DESPITE feeling comfortable with my brown skin, and coming to joyful terms with my nappy hair, I weary of being black. More accurately, I am tired of being singled out because I am black. Why is it that whenever I read national ``reports'' I hear two sets of results - the study as a whole, then the results of the black participants? What's the purpose? I am human. Period.

I can understand separating people according to age, income, education, family arrangement - or any number of other ways. But I can't understand separation based on color. It's meaningless, insulting, and it smacks of Jim Crow.

Most people are fair. Tell them an impoverished family needs help and wallets open. Tell them a black family needs help, implying that they need help because they are black, and the response is likely to be, ``Why? My Uncle John's family is having a rough time. Do you mean they can't get help because they're white?''

Unfortunately, it's rare that a report singles out blacks and then reports something positive. All groups get AIDS, but blacks have more of it. All students fail, but black students fail more often. All groups should eat more fresh vegetables, but blacks lag further behind in the eating of them. (Honest, I really read that. It was in a report by the National Center for Vital Statistics.)

What bothers me most is that ``black'' is now used interchangeably with ``poor, underprivileged, and deprived.'' This is reinforced by a report I read in 1985 - a rating of the best schools. Each school was ranked on a quality index that included admission test scores, pupil-teacher ratios, and per pupil expenditures. Each school was also ranked on a hardship index. This included per capita income, poor students (we get subjective here), and minority students. OK. The report did not state ``black,'' or as we say now, ``African-American'' students. But what do you think of when you hear the term ``minority''? Dollars to donuts, you think of someone ``black.''

Why does being a ``minority'' make you an automatic hardship case? Is that fair? Maybe some of these ``minority'' youngsters that automatically detract from the quality index of the school have parents who send them out the door with a kiss every morning, and greet them with a cookie when they return. Just maybe they have parents who supply trips to the library, help them with homework, and provide enriching extracurricular activities. Is it fair to consider such people a hardship to the district? No!

``Black'' is a descriptive word that applies only to physical appearance. When the media insists upon equating the term ``black'' with what is less desirable, they are creating a self-fulfilling prophecy. Black students reading a national report will subtly hear that because they are black, they are therefore less rich, less capable, and less studious. One's self expectations are drastically reduced. Any teacher coming into contact with such a student will likely assume he or she has an inferior home life, a pot-smoking mother, an absentee father, and a poverty level income. That teacher will be less likely to recommend that child have the advantages of an ``enriched'' program. Why? Because the child is ``black.'' The poor misguided product of a loveless home shouldn't be placed in any potentially stressful situation. The assumption of inferiority fueled by many reports colors the teacher's decisions. Advantages are denied.

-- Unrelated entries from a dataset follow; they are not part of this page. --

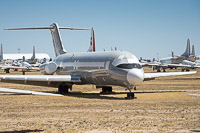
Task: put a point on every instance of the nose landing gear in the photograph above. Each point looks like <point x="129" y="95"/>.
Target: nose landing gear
<point x="131" y="95"/>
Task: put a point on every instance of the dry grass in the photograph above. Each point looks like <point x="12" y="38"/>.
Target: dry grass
<point x="84" y="110"/>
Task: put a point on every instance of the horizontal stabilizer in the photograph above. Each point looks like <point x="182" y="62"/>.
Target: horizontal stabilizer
<point x="193" y="95"/>
<point x="28" y="92"/>
<point x="50" y="27"/>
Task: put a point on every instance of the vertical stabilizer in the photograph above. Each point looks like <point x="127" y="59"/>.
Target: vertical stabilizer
<point x="92" y="42"/>
<point x="187" y="51"/>
<point x="193" y="51"/>
<point x="33" y="56"/>
<point x="57" y="41"/>
<point x="1" y="53"/>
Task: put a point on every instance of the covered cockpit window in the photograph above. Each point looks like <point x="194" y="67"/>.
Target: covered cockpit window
<point x="129" y="66"/>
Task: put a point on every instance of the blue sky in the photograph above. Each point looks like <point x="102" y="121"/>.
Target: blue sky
<point x="142" y="27"/>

Singling out certain groups suggests that group is somehow less than human - or more than human. In any case, it implies a difference.

Such highlighting also denies the internationalizing of the world. Is ``an Indian'' who was born and educated in the United States - who shops in US department stores in air-conditioned malls, and wears the styles featured in US magazines - the same as ``an Indian'' who emigrated to the US at the age of 30, has lived in the US four years, and makes yearly pilgrimages to New Delhi? Is the first person really ``Indian'' at all? And what of marriages between people of different cultures and/or colors? Are we still assuming that the darker parent determines the classification of the child? Even when the child is equally comfortable with the families of both parents?

I am a person. Value me. Don't burden me with assumptions. Life is hard enough.

Is it important to your study that on the day I participated I was wearing a plaid skirt? Is it germaine to your study that I wear cotton underwear? Is it crucial to report that my skin is brown?